Again, this sceptical minority asks the clergy to think whether it is really want of education which keeps the masses away from their ministrations--whether the most completely educated men are not as open to reproach on this score as the workmen; and whether, perchance, this may not indicate that it is not education which lies at the bottom of the matter?

Once more, these people, whom there is no pleasing, venture to doubt whether the glory which rests upon being able to undersell all the rest of the world, is a very safe kind of glory--whether we may not purchase it too dear; especially if we allow education, which ought to be directed to the making of men, to be diverted into a process of manufacturing human tools, wonderfully adroit in the exercise of some technical industry, but good for nothing else.

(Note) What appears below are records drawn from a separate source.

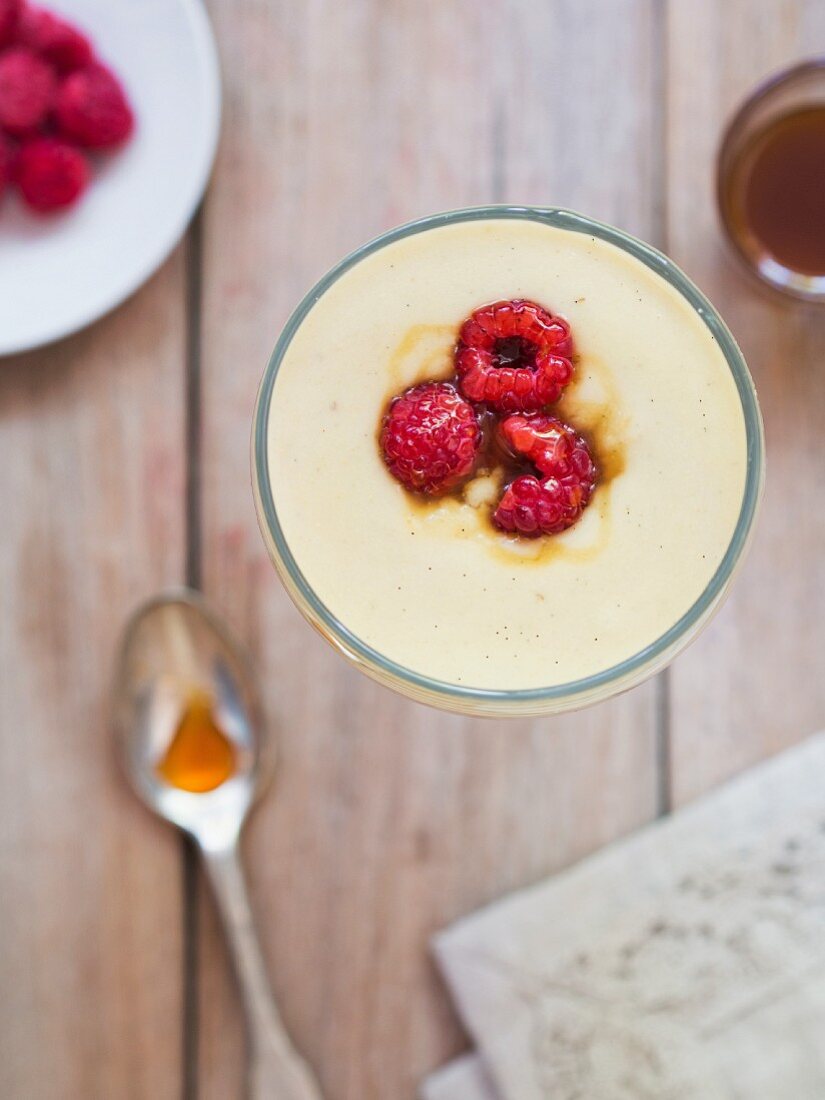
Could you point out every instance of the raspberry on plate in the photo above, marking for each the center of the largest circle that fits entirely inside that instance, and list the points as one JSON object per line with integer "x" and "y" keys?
{"x": 92, "y": 108}
{"x": 430, "y": 438}
{"x": 51, "y": 174}
{"x": 9, "y": 14}
{"x": 531, "y": 506}
{"x": 26, "y": 90}
{"x": 514, "y": 356}
{"x": 55, "y": 39}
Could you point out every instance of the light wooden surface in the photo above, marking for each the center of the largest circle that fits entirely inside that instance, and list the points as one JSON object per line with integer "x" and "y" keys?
{"x": 388, "y": 820}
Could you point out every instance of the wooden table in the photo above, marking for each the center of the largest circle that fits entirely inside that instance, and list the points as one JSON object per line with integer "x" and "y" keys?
{"x": 124, "y": 457}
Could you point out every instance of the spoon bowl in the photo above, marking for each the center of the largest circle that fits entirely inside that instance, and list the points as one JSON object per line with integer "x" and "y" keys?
{"x": 175, "y": 649}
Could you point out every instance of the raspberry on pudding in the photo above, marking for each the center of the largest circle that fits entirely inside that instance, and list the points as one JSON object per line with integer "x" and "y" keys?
{"x": 430, "y": 438}
{"x": 514, "y": 355}
{"x": 550, "y": 504}
{"x": 516, "y": 420}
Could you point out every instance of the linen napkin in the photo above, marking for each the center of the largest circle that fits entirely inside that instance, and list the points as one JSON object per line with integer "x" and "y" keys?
{"x": 686, "y": 963}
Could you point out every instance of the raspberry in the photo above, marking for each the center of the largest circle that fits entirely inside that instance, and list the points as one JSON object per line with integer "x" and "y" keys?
{"x": 26, "y": 90}
{"x": 9, "y": 15}
{"x": 514, "y": 355}
{"x": 531, "y": 506}
{"x": 54, "y": 39}
{"x": 551, "y": 446}
{"x": 7, "y": 162}
{"x": 92, "y": 108}
{"x": 430, "y": 438}
{"x": 51, "y": 174}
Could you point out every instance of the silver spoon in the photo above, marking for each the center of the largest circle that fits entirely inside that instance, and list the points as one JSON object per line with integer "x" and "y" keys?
{"x": 175, "y": 649}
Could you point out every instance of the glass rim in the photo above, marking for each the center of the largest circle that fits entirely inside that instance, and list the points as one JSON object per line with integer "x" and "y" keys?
{"x": 638, "y": 662}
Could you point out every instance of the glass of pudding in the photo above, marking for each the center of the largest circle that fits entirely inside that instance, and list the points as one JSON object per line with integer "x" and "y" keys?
{"x": 433, "y": 594}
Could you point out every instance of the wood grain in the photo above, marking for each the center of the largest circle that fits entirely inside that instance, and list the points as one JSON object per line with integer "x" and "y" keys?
{"x": 389, "y": 820}
{"x": 91, "y": 448}
{"x": 752, "y": 683}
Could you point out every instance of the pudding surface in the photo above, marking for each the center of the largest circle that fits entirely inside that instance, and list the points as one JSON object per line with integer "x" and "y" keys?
{"x": 430, "y": 584}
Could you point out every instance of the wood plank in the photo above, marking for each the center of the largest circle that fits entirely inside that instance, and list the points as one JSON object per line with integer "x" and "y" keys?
{"x": 752, "y": 683}
{"x": 91, "y": 447}
{"x": 389, "y": 820}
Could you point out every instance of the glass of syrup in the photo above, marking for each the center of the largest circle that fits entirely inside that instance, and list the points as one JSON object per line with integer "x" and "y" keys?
{"x": 771, "y": 180}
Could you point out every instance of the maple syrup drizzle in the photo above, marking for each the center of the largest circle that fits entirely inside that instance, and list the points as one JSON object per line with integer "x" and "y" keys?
{"x": 199, "y": 757}
{"x": 774, "y": 191}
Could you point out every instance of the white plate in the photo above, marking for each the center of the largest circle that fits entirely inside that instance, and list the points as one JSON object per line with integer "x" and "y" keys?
{"x": 58, "y": 274}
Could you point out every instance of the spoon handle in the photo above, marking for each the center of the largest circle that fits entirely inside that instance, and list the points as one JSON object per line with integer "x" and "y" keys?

And, finally, these people inquire whether it is the masses alone who need a reformed and improved education. They ask whether the richest of our public schools might not well be made to supply knowledge, as well as gentlemanly habits, a strong class feeling, and eminent proficiency in cricket. They seem to think that the noble foundations of our old universities are hardly fulfilling their functions in their present posture of half-clerical seminaries, half racecourses, where men are trained to win a senior wranglership,[51] or a double-first,[52] as horses are trained to win a cup, with as little reference to the needs of after-life in the case of a man as in that of the racer. And, while as zealous for education as the rest, they affirm that, if the education of the richer classes were such as to fit them to be the leaders and the governors of the poorer; and, if the education of the poorer classes were such as to enable them to appreciate really wise guidance and good governance, the politicians need not fear mob-law, nor the clergy lament their want of flocks, nor the capitalists prognosticate the annihilation of the prosperity of the country.

Such is the diversity of opinion upon the why and the wherefore of education. And my hearers will be prepared to expect that the practical recommendations which are put forward are not less discordant. There is a loud cry for compulsory education. We English, in spite of constant experience to the contrary, preserve a touching faith in the efficacy of acts of Parliament; and Ibelieve we should have compulsory education in the courses of next session, if there were the least probability that half a dozen leading statesmen of different parties would agree what that education should be.

Some hold that education without theology is worse than none.